According to The Wall Street Journal, the American company Virtus Minerals completed the acquisition of Chemaf, the cobalt and copper producer in the Democratic Republic of Congo. The initial investment for this acquisition was $30 million, with a commitment to raise an additional $720 million in investment.
Cobalt metal is widely used in fighter jets, mobile phones, and electric car batteries. Chemaf’s enterprise can produce approximately 5% of global cobalt annually. Virtus stated that all future production will be sold to buyers in the United States or those “aligned with the United States position.”
In terms of financing, Virtus will collaborate with the Indian mining company Lloyds Metals and Energy. They will make an initial investment of $200 million, with an additional $475 million coming from the New York investment firm Orion Resource Partners, and the remaining $75 million from other financing channels.
Officials from the US State Department stated that the US government “fully supports” this acquisition, calling it a “priority project.”
Previously, the CCP had attempted to acquire Chemaf and came close to succeeding. In June 2024, Chemaf agreed to sell to a CCP state-owned military enterprise, a subsidiary of “Norinco” called “Norin Mining,” for $9.2 billion.

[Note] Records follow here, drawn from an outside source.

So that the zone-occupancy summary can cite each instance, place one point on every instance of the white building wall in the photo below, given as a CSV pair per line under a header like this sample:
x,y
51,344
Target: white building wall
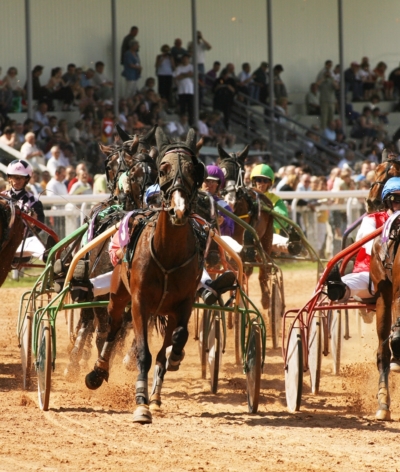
x,y
305,32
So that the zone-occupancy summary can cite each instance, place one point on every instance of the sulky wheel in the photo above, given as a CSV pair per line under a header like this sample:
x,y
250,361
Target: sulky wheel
x,y
203,320
294,369
253,367
44,364
315,352
336,341
214,349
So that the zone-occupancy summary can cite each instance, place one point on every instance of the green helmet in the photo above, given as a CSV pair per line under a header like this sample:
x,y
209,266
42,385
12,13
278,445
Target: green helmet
x,y
262,170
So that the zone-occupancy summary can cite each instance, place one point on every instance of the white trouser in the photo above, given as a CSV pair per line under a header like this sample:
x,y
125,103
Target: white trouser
x,y
101,283
32,248
279,243
358,284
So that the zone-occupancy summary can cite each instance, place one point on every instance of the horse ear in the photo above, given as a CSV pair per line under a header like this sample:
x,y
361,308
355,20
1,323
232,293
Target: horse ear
x,y
153,153
161,139
222,153
243,154
122,134
191,140
199,145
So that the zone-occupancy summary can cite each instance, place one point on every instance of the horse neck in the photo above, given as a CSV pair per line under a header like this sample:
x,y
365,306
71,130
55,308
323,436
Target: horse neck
x,y
172,244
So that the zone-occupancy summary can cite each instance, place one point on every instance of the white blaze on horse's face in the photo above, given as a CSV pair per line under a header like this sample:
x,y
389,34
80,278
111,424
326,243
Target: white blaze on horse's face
x,y
230,196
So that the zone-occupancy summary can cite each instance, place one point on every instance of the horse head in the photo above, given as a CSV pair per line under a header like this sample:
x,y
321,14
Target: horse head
x,y
390,167
181,174
232,165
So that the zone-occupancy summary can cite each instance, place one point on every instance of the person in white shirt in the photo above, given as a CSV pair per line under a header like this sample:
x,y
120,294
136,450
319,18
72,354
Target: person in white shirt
x,y
57,159
184,77
31,152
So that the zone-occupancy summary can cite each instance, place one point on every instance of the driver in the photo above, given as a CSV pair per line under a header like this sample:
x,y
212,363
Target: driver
x,y
19,173
262,178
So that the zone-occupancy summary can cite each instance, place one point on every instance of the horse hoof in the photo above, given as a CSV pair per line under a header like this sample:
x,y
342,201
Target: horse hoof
x,y
383,415
129,363
94,379
71,372
142,415
154,406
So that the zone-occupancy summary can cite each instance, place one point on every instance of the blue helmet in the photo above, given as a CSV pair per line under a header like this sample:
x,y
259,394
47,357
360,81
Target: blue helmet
x,y
392,185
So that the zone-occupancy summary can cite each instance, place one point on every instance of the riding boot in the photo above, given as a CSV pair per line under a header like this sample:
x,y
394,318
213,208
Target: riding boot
x,y
337,290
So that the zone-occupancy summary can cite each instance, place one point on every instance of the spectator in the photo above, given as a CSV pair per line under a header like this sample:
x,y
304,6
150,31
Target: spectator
x,y
245,79
56,184
41,126
326,71
57,159
224,94
59,90
202,47
327,98
279,86
184,76
260,78
165,67
212,74
178,51
8,137
104,86
31,152
127,41
132,69
353,82
81,186
312,100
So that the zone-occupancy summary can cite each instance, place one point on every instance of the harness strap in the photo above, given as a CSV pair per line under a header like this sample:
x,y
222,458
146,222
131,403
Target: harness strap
x,y
165,271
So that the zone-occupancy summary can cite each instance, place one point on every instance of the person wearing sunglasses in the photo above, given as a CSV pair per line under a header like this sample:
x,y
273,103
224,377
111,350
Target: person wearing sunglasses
x,y
262,177
358,283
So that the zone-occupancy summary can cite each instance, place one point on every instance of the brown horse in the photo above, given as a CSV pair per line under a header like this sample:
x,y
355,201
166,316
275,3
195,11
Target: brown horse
x,y
387,285
11,234
142,172
162,277
247,204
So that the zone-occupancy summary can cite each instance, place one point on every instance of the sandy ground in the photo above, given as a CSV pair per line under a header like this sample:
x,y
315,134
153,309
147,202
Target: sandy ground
x,y
199,431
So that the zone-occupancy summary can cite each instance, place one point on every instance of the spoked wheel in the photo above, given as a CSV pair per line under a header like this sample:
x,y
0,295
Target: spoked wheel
x,y
44,364
315,352
275,311
214,349
336,339
26,347
202,342
294,370
253,368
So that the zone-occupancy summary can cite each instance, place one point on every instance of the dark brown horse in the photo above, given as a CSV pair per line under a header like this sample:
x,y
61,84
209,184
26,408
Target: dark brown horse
x,y
11,234
247,203
387,285
141,174
162,277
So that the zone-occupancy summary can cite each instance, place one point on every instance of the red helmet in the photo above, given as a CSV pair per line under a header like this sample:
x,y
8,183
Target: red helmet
x,y
215,173
20,167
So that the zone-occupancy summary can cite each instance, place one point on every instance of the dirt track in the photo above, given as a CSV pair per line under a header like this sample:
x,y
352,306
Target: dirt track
x,y
334,431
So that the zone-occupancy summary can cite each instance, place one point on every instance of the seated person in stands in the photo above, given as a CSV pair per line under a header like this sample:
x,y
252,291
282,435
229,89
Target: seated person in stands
x,y
262,178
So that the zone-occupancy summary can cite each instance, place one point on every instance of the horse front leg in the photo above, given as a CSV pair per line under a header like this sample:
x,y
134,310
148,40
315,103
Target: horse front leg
x,y
172,351
119,297
383,324
71,372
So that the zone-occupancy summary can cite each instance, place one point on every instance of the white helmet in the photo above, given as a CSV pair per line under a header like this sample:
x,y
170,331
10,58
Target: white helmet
x,y
20,167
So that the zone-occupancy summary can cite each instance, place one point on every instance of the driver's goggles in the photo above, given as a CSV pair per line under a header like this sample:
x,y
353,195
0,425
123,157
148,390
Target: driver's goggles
x,y
394,198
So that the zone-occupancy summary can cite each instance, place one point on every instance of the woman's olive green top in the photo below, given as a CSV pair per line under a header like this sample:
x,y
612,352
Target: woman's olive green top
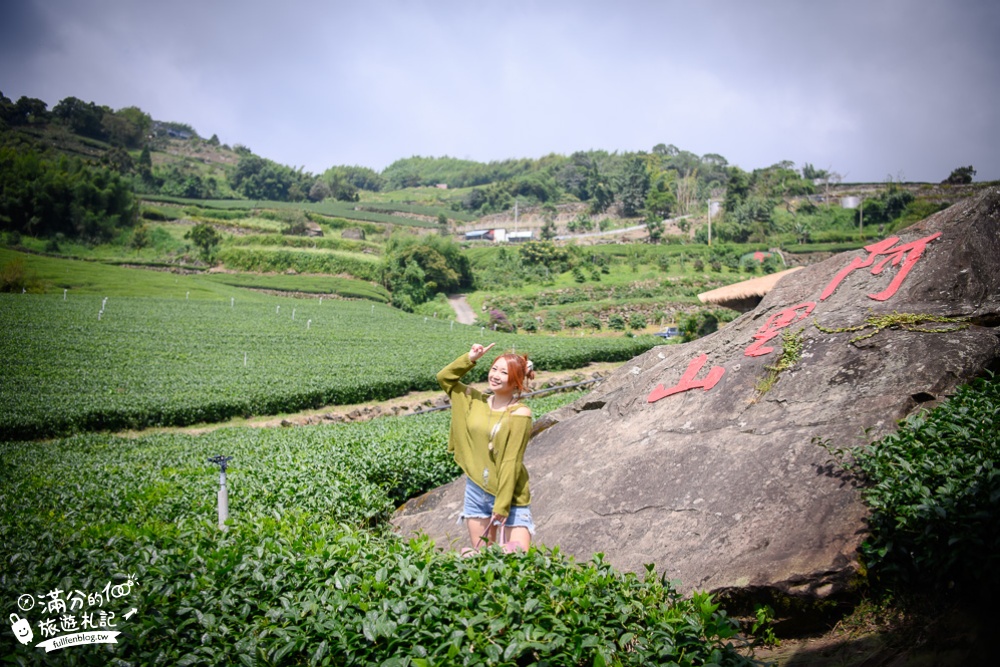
x,y
499,472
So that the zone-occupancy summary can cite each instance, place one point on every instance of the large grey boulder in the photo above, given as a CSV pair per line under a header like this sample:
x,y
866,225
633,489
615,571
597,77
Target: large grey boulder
x,y
725,488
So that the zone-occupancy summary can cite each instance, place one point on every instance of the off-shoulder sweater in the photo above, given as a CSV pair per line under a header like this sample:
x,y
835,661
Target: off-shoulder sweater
x,y
501,472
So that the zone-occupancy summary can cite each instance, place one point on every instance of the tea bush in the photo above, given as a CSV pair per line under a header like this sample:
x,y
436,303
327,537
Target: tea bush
x,y
85,364
934,490
307,572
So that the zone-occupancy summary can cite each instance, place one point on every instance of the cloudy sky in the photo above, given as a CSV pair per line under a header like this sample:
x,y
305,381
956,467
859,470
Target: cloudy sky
x,y
870,89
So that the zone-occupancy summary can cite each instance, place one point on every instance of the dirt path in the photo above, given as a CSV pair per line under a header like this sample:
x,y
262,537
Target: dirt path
x,y
463,312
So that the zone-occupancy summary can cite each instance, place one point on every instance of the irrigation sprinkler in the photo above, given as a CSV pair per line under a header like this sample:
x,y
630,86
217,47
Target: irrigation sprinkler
x,y
222,462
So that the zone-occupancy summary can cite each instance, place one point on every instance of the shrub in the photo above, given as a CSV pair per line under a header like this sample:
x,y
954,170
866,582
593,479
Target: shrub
x,y
637,321
552,323
934,491
499,321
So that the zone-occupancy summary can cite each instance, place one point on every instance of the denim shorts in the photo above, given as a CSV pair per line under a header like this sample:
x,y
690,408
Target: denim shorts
x,y
479,505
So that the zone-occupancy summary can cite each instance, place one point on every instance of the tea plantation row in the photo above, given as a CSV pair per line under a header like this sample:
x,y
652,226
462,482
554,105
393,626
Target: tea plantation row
x,y
83,363
307,573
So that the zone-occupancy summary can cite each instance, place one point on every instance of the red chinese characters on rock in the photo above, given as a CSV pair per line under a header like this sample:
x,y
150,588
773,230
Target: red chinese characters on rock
x,y
688,382
774,325
904,256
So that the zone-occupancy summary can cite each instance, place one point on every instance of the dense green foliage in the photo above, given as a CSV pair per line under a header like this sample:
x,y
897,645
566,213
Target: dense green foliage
x,y
934,490
320,285
84,363
418,268
62,197
305,573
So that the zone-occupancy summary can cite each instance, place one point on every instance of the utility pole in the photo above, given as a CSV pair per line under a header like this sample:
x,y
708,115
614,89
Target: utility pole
x,y
710,222
861,217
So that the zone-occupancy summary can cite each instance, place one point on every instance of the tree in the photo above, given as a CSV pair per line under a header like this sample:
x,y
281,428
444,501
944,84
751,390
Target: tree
x,y
145,165
654,226
206,238
660,200
632,186
84,118
28,110
960,176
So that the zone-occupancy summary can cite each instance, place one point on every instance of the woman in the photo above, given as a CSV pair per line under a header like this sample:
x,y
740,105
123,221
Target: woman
x,y
488,437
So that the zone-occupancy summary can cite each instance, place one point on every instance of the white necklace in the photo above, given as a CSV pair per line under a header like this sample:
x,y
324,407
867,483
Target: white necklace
x,y
496,427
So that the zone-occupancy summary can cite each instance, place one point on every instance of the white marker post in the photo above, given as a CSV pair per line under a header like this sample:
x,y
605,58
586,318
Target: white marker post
x,y
222,462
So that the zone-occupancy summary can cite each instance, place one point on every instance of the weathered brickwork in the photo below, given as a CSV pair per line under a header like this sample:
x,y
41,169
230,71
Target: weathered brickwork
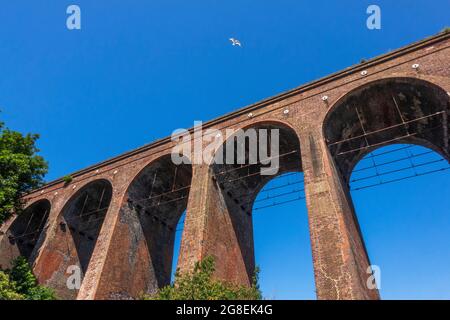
x,y
128,246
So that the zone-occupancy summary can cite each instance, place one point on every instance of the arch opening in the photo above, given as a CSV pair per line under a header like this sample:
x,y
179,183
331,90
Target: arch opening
x,y
83,217
404,220
244,191
397,110
156,200
386,133
23,234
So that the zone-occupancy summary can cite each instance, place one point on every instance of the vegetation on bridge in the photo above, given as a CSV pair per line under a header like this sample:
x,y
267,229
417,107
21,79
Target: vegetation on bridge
x,y
200,285
19,283
21,169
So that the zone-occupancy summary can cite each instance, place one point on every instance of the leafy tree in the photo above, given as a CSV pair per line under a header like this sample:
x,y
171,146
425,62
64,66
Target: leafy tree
x,y
21,169
8,290
200,285
19,283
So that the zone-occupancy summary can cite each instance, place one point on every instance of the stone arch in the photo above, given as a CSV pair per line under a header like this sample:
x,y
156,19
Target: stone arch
x,y
238,183
21,237
74,235
386,111
153,203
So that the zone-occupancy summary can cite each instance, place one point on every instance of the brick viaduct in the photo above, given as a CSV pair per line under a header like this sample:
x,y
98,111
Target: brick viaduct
x,y
116,220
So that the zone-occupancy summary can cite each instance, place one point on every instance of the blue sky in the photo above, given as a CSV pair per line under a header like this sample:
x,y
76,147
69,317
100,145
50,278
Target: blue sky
x,y
139,69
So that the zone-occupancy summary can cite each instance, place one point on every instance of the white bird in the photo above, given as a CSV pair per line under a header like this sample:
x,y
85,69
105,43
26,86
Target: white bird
x,y
235,42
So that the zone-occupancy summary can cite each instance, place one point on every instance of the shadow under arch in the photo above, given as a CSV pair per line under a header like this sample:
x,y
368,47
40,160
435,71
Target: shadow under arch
x,y
23,234
383,112
403,218
74,236
153,205
237,170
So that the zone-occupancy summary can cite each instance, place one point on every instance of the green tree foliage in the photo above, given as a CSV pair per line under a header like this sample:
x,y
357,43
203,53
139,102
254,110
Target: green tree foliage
x,y
21,169
19,283
200,285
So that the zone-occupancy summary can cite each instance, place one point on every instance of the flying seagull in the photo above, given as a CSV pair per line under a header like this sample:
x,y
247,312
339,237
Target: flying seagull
x,y
235,42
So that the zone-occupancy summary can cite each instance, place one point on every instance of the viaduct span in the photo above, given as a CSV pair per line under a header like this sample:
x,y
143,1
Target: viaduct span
x,y
116,220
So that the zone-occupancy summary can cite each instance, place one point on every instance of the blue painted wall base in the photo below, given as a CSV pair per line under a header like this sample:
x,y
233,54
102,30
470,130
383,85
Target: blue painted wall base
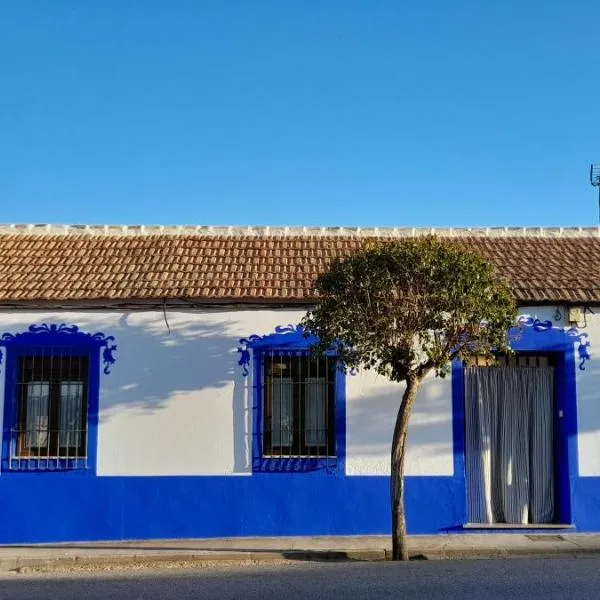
x,y
60,508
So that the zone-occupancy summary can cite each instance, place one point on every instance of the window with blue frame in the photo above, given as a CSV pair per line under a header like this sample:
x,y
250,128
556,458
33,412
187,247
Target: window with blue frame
x,y
51,397
299,402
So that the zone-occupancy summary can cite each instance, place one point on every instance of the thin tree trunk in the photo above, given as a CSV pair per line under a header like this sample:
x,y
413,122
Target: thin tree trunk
x,y
399,542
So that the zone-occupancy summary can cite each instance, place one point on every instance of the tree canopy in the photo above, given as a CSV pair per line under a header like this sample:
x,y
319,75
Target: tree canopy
x,y
410,306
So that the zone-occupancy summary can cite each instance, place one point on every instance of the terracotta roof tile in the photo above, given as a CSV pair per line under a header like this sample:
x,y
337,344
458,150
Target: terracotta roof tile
x,y
108,264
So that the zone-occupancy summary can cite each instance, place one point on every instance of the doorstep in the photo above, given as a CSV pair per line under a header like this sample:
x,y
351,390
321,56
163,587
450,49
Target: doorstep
x,y
518,526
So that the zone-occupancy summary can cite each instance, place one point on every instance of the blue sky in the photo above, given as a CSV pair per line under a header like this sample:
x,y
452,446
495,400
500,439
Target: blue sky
x,y
299,112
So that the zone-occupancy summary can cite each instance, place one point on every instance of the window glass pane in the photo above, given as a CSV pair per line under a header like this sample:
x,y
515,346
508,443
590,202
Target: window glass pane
x,y
37,414
70,414
282,391
316,411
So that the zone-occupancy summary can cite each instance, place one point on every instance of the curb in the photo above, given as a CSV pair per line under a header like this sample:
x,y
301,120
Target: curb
x,y
25,564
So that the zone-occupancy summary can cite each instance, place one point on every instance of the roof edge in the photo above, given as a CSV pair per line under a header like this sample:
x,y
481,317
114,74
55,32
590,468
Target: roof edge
x,y
283,231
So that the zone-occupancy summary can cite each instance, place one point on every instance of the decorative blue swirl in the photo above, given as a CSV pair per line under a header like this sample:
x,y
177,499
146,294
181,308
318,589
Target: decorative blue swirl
x,y
580,337
51,332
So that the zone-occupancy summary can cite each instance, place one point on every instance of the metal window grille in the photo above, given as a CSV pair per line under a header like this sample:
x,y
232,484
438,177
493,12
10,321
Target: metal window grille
x,y
299,405
51,416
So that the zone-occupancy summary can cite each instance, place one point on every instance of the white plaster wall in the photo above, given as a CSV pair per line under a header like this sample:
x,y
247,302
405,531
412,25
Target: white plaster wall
x,y
372,405
588,402
175,403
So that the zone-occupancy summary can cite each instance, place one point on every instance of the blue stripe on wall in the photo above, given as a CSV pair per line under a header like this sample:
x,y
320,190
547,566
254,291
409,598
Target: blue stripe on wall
x,y
53,508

Bloomberg reported, citing insider sources, that the deal fell through due to lack of approval from the Congolese government and opposition from the state-owned mining company Gecamines.
US officials had also pressured the Congolese government to block the deal. Republican members of the House Foreign Affairs Committee posted on social media platform X, stating: “The security of critical minerals is national security – do not let the CCP advance an inch!”
After the collapse of the CCP’s acquisition of Norin Mining, Virtus took action and commenced negotiations, leveraging US government support.
In February this year, the Congolese government proactively proposed granting mineral exploration rights to US companies in exchange for Washington’s support for President Félix Tshisekedi, to assist in dealing with armed rebellions within the country.
Senator Kanda Kalambayi from the Democratic Republic of Congo had previously written to US Secretary of State Marco Rubio, highlighting the government’s policy shift under the Tshisekedi administration as a rare opportunity for the US to establish a “direct and ethical supply chain.”
Chemaf currently carries a debt of approximately $1 billion. Virtus has reached an undisclosed agreement with Trafigura, the largest creditor and commodity trading giant. Trafigura had provided $600 million in financing for Chemaf in 2022, but with the drastic drop in cobalt prices in 2023, the project stalled.
Virtus is a small company with only eight employees, founded in 2022 by former Green Beret soldier Phil Braun and Harvard Business School graduate Andrew Powch.
There are doubts within the industry regarding their operational capabilities – a previous investment made by Virtus in the Democratic Republic of Congo in 2023 is still pending due to property disputes, and an additional $250 to $300 million investment is required for infrastructure upgrades at Chemaf.
Over the past decade, CCP enterprises have invested billions of dollars in an attempt to dominate mining in the Democratic Republic of Congo, which produces nearly 75% of global cobalt. Analysts point out that the successful acquisition by the American company is structurally significant for Western critical mineral security. However, whether Virtus can operate stably in the complex local environment remains to be seen.